This month's issue of Ophthalmology features two reports from a phase 2 study of VEGF Trap-Eye for wet AMD, showing the new treatment offers more sustained and comprehensive VEGF suppression than may be achieved with currently used anti-VEGF agents.
The first report established the safety and efficacy of repeated monthly dosing with VEGF Trap-Eye over 12 weeks, with patients showing significant reductions in retinal thickness and improvements in visual acuity. In this fixed dosing phase, patients received one of five regimens of VEGF Trap-Eye for 12 weeks, followed by as-needed (PRN) dosing from weeks 16 through 52.
The second report details the PRN dosing phase, exploring whether the high affinity of VEGF Trap-Eye for VEGF-A and PlGF could translate into the maintenance of initial visual acuity gains through one year with less frequent injections.
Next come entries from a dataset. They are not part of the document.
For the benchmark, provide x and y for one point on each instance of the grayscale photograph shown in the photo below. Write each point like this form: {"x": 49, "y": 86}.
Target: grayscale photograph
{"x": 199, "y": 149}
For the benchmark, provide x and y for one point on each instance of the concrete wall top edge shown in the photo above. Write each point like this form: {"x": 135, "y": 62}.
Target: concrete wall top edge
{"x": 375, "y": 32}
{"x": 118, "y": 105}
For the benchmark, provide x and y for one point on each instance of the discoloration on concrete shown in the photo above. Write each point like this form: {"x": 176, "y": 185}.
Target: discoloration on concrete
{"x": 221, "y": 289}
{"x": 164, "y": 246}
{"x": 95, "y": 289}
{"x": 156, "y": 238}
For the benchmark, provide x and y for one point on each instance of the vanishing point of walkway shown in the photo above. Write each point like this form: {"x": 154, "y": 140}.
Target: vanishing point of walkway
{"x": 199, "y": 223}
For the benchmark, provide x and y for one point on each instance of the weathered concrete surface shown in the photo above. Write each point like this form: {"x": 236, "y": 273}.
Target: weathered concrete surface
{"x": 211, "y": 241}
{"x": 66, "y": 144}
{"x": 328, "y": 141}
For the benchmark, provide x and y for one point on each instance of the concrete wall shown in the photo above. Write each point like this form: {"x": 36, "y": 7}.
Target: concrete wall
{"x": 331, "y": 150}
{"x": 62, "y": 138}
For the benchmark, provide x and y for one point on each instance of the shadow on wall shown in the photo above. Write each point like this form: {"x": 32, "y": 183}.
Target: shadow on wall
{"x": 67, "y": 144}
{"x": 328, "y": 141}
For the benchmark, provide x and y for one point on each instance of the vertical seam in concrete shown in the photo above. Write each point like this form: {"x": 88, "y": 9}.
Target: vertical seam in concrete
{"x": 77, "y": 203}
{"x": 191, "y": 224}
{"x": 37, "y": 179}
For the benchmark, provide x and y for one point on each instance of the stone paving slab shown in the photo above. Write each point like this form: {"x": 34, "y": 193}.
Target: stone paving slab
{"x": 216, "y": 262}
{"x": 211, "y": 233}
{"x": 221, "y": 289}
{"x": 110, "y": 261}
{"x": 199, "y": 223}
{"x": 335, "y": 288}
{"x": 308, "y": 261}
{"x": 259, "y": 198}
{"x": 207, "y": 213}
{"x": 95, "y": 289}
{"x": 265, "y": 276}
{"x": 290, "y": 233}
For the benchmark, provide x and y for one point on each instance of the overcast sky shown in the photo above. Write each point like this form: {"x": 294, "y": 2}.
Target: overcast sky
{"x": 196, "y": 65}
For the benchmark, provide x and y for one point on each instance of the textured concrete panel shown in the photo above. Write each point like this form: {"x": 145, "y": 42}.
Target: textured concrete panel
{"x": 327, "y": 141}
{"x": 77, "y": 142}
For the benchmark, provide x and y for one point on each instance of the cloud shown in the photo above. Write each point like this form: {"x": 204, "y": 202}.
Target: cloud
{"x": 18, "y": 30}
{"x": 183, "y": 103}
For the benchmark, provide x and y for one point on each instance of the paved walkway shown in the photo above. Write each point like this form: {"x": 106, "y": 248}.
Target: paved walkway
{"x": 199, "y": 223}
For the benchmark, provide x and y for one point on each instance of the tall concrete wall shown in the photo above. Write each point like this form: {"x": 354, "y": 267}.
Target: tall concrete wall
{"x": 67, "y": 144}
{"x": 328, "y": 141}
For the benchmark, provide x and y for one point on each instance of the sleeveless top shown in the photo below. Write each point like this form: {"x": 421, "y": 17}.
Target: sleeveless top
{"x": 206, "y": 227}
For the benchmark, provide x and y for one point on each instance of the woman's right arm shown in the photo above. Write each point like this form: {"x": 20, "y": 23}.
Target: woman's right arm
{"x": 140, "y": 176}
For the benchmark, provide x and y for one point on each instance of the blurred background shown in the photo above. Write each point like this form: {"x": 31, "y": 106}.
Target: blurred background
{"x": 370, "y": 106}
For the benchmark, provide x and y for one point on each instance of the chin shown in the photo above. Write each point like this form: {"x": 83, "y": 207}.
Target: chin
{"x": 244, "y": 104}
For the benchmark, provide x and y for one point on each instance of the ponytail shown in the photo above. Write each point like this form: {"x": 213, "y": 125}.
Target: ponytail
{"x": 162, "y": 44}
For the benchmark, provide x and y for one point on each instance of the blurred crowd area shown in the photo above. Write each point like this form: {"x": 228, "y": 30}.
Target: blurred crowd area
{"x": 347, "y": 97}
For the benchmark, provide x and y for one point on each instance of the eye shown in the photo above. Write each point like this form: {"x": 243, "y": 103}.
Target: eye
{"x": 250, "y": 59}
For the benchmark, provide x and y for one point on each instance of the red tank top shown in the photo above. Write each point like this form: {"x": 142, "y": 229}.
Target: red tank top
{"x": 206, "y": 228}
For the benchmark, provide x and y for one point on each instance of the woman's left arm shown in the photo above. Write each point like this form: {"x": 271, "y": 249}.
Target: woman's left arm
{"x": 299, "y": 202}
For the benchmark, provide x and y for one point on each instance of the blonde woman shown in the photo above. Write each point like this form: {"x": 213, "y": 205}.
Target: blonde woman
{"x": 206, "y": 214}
This study was a double-masked, prospective, randomized, dose- and interval-ranging study in which five groups of approximately 30 patients each were assigned to a fixed-dose of intravitreal VEGF Trap-Eye in the study eye during the first 12 weeks of dosing, followed by PRN dosing from weeks 16 to 52. The VEGF Trap-Eye regimens were 0.5 mg or 2 mg at four-week intervals (0.5q4 or 2q4 on day 1 and at weeks 4, 8, and 12 for a total of 4 treatments) or 0.5, 2, or 4 mg every 12 weeks (0.5q12, 2q12, or 4q12 on day one and week 12 for a total of two treatments). During the PRN dosing phase beginning at week 16, patients received the same dose of VEGF Trap-Eye (0.5, 2, or 4 mg) as received during the fixed-dosing phase.
The clinically significant improvement in visual acuity achieved at 12 weeks (5.7-letter gain) was maintained to 52 weeks (5.3-letter gain), accompanied by a decrease in central retinal thickness (-119 μm at week 12 and -130 μm at week 52). Among patients in all treatment groups combined, 22 percent experienced a gain of ≥15 letters and only 8 percent had a loss of ≥15 letters at the end of the study period. These improvements were achieved with an average of only two additional injections over the 40-week PRN phase; notably, 44 percent of patients required either no retreatment or only one reinjection, suggesting a long duration of effect in these patients.
Treatment was generally well-tolerated, with a safety profile similar to that previously reported with other intravitreal anti-VEGF agents.
The most robust improvements and consistent maintenance of visual acuity generally occurred in patients initially dosed with 2 mg every four weeks for the first12 weeks. This difference was apparent at 12 weeks and was maintained throughout the 40-week PRN phase, despite the fact that all patients were treated as often as necessary during this phase, leading the authors to conclude that initial sequential monthly loading doses seem to provide better control of neovascular leakage and lead to superior gains in visual acuity that can be subsequently maintained with less frequent dosing.
The authors believe that the high binding affinity of VEGF Trap-Eye, its presumed long intravitreal half-life, and activity against multiple VEGF family members, including PlGF, may contribute to more sustained and comprehensive VEGF suppression than may be achieved with currently used anti-VEGF agents. Based on its binding affinity and estimated intravitreal half-life in humans, a mathematical model has predicted that, after intravitreal injection, VEGF Trap-Eye would maintain biological activity for 10 to 12 weeks, whereas ranibizumab would maintain such activity for 30 days, supporting the concept of less frequent dosing with VEGF Trap-Eye.
This month the U.S. Food and Drug Administration's Dermatologic and Ophthalmic Drugs Advisory Committee unanimously recommended approval of VEGF Trap-Eye for wet AMD at a dose of 2 mg every eight weeks after three initial monthly doses. The committee's recommendation will be considered by the FDA in its review of the Biologics License Application for VEGF Trap-Eye, which the FDA expects to complete by August 20, 2011.